Nowak's lawyer, Roman Giertych (who was deputy prime minister from 2005 to 2007), says Nowak is demanding 30 million zlotys (7 million euros) in damages, together with a public apology and correction. He is also asking the court to forbid Wprost's sale to another publisher before the end of the case in order to ensure that it remains solvent.
Giertych said: “We want to be sure that the defendant is able to comply with the court's ruling if we win and that it will not be able to get out of it by claiming a lack of financial resources.” The court has not yet decided when it will start hearing the case.
“We are particularly worried by the size of the damages sought by Nowak,” Reporters Without Borders said. “Suing for this amount of money is clearly intended to intimidate. He is using the law to impose censorship by threatening the magazine's financial survival. No publisher in Poland or anywhere else in Europe would be able to pay such a disproportionate amount.
“It is very disturbing to see the minister of a European government put this kind of pressure on a news outlet over a story of public interest. If he thinks he was libelled, he can use his right of response.
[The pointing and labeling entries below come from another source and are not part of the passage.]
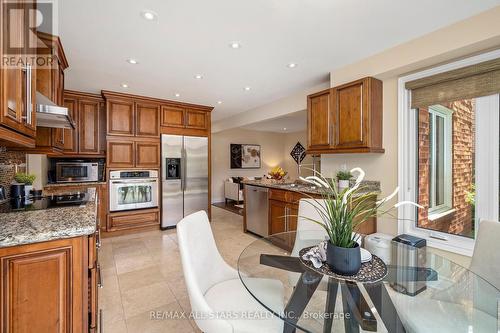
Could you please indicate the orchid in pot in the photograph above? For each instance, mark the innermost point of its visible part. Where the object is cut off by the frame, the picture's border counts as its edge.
(341, 213)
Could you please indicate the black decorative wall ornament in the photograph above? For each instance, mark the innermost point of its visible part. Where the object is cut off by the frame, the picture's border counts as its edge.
(298, 153)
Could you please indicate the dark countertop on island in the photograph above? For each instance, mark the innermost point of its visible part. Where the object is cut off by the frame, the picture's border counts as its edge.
(369, 186)
(27, 227)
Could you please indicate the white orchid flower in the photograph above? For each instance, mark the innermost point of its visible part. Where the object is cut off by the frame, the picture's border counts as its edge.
(310, 181)
(389, 197)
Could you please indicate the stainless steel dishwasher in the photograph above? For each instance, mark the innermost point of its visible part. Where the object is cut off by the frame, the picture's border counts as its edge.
(257, 210)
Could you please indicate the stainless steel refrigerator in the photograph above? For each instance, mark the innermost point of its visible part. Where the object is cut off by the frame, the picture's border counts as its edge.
(184, 175)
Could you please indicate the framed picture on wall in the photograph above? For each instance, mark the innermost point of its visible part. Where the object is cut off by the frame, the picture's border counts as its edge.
(245, 156)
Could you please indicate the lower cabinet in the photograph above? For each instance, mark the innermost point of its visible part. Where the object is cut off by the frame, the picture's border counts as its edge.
(133, 219)
(45, 286)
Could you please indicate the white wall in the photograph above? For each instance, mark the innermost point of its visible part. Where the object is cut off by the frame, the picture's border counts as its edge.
(275, 150)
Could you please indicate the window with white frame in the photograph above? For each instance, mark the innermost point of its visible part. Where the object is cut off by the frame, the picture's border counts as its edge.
(449, 152)
(440, 160)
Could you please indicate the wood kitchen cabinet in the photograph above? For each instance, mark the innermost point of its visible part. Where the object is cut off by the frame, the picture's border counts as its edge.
(178, 117)
(319, 120)
(120, 117)
(346, 118)
(147, 120)
(120, 153)
(45, 286)
(133, 153)
(88, 114)
(17, 113)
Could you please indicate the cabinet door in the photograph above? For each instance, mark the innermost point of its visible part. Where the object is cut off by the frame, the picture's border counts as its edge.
(71, 135)
(319, 120)
(172, 116)
(350, 115)
(120, 153)
(13, 108)
(147, 154)
(120, 117)
(58, 138)
(88, 119)
(196, 119)
(147, 120)
(42, 287)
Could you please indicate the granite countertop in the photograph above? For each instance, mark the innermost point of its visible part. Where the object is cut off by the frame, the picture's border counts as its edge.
(27, 227)
(50, 185)
(369, 186)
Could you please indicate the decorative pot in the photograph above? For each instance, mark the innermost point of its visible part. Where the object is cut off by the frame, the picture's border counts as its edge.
(342, 260)
(27, 189)
(343, 184)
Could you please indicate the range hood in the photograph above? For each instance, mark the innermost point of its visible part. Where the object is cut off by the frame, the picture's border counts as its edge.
(48, 114)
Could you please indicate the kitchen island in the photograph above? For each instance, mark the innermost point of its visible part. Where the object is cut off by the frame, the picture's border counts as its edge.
(272, 208)
(49, 267)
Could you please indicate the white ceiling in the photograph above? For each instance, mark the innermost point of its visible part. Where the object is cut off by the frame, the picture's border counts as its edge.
(292, 122)
(192, 37)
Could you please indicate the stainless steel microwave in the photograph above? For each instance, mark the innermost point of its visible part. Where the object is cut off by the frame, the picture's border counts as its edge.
(71, 172)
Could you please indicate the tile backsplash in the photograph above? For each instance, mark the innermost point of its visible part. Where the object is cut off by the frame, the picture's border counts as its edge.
(10, 163)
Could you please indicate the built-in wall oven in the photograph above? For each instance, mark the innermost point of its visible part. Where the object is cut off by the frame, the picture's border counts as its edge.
(133, 189)
(68, 172)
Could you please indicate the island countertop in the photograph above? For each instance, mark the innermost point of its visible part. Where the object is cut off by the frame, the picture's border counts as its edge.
(368, 186)
(27, 227)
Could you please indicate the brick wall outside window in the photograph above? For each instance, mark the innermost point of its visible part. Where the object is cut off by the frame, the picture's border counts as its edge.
(463, 153)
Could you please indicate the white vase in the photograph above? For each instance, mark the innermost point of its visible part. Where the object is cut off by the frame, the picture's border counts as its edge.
(343, 184)
(27, 189)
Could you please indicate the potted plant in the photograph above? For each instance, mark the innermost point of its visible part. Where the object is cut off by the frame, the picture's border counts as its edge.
(277, 174)
(341, 214)
(26, 179)
(343, 176)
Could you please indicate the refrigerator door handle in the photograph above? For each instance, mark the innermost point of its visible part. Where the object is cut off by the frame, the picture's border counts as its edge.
(183, 171)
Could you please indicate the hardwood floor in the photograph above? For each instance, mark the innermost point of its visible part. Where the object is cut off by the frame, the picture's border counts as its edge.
(142, 273)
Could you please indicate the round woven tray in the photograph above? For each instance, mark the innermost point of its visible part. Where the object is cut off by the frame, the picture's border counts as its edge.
(371, 271)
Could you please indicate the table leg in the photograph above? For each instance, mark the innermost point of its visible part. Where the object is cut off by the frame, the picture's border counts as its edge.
(359, 311)
(305, 288)
(386, 309)
(331, 299)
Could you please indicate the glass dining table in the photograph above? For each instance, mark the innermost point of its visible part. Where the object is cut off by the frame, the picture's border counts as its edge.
(444, 297)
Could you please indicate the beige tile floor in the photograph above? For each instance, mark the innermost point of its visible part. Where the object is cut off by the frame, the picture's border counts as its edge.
(142, 273)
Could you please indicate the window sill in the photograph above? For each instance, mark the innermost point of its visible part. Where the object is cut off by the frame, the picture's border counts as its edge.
(440, 214)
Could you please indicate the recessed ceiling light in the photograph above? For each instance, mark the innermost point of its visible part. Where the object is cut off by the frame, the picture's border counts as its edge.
(149, 15)
(235, 45)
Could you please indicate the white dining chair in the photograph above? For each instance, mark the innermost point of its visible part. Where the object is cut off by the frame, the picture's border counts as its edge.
(218, 298)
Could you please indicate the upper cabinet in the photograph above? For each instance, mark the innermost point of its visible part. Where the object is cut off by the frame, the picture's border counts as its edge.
(17, 80)
(176, 119)
(120, 117)
(147, 119)
(87, 112)
(346, 118)
(319, 119)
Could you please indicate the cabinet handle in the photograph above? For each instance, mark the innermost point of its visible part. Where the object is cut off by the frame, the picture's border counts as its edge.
(98, 238)
(99, 277)
(28, 95)
(100, 321)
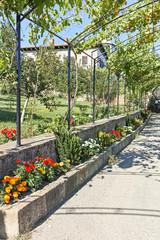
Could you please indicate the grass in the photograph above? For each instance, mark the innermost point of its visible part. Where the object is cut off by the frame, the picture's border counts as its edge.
(82, 110)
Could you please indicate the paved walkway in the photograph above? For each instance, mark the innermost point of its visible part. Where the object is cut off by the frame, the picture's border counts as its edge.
(122, 202)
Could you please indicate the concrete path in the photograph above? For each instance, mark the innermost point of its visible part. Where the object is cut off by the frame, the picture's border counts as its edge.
(122, 202)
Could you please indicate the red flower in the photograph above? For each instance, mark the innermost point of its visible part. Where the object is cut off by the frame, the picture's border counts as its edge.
(5, 130)
(45, 162)
(18, 160)
(28, 169)
(50, 159)
(112, 132)
(31, 161)
(72, 121)
(26, 164)
(33, 166)
(53, 164)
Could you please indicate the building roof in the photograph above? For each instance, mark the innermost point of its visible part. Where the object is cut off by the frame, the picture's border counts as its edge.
(34, 48)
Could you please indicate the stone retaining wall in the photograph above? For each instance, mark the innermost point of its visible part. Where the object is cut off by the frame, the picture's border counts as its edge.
(45, 143)
(21, 216)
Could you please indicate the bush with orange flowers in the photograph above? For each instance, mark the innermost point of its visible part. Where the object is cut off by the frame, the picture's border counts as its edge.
(40, 170)
(9, 134)
(30, 176)
(11, 189)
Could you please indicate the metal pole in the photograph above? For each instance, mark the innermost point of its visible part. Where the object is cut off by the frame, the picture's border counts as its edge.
(69, 85)
(118, 96)
(129, 99)
(18, 30)
(108, 92)
(94, 85)
(124, 95)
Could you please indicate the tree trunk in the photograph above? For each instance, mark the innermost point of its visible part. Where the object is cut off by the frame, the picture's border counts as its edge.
(24, 109)
(34, 103)
(76, 89)
(10, 66)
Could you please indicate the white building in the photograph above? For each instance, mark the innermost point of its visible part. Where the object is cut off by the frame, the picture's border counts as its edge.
(83, 59)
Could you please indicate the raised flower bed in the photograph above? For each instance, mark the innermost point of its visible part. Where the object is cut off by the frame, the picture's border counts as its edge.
(21, 216)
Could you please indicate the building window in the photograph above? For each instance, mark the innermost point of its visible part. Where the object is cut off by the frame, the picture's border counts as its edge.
(84, 60)
(101, 64)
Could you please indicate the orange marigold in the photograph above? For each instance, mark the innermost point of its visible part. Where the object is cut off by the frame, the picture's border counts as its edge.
(24, 189)
(7, 178)
(12, 181)
(7, 190)
(24, 183)
(15, 194)
(19, 187)
(6, 198)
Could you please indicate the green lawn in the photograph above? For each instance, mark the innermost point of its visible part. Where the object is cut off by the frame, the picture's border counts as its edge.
(82, 110)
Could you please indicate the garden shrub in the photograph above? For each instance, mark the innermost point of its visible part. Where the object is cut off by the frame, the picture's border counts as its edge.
(121, 130)
(105, 138)
(68, 146)
(91, 147)
(129, 120)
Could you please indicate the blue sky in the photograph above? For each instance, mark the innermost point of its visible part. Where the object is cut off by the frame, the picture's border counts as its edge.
(68, 32)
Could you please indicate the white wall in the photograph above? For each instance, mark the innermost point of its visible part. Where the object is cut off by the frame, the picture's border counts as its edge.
(94, 52)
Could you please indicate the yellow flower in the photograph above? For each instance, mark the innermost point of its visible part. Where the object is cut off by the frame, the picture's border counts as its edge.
(12, 181)
(7, 178)
(24, 183)
(6, 198)
(61, 164)
(8, 189)
(15, 194)
(24, 189)
(19, 187)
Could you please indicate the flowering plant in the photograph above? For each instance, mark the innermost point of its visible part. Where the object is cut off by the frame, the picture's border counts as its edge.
(91, 147)
(137, 123)
(30, 176)
(114, 136)
(9, 134)
(121, 130)
(104, 138)
(39, 170)
(128, 129)
(11, 189)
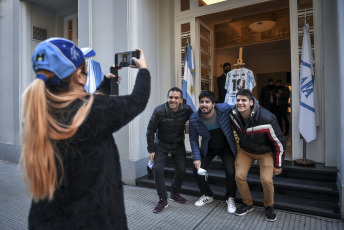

“And he is obviously free to bring a lawsuit, but he should ensure that the damages are proportionate to the harm suffered and to the news outlet's financial resources. Otherwise he is liable to encourage self-censorship, which has already increased considerably among journalists as regards certain sensitive subjects.
“We also condemn the minister's attempt to meddle in the financial affairs of Wprost's publisher. We remind Nowak that companies are completely free to merge and be traded within the European Union, which was founded on this principle. Seeking damages is one thing. Interfering in a company's management is quite another, and could alarm certain European Commission bodies.”
The climate of intimidation has been reinforced by the statements that deputy prime minister and economy minister Janusz Piechocinski made to a TV24 journalist when asked about a possible cabinet reshuffle on 17th of May.
“Your behaviour is outrageous, idiotic and unacceptable,” Piechocinski told the journalist on the air. “I am going to request a meeting this week with representatives of your management.”
Piechocinski continued in the same vein in a later post on his Facebook page. “I am going see the management of TVN and TVN 24 next week in order to ask them to consider a change of attitude,” he wrote.
“We are stunned by the deputy prime minister's statements,” Reporters Without Borders said. “If merely asking about the composition of the next cabinet is deemed to be outrageous, what will happen when journalists start commenting on the choice of the new ministers?
“We urge the deputy prime minister to retract his remarks. Neither government officials nor representatives of any political parties should take it upon themselves to demand meetings with TV channel executives to 'explain' how journalists should behave.”
Reporters Without Borders added: “This interference in media editorial policies is completely incompatible with European standards on freedom of information. Doing it in public makes it even more serious.”
Poland is ranked 22nd out of 179 countries in the 2013 Reporters Without Borders press freedom index.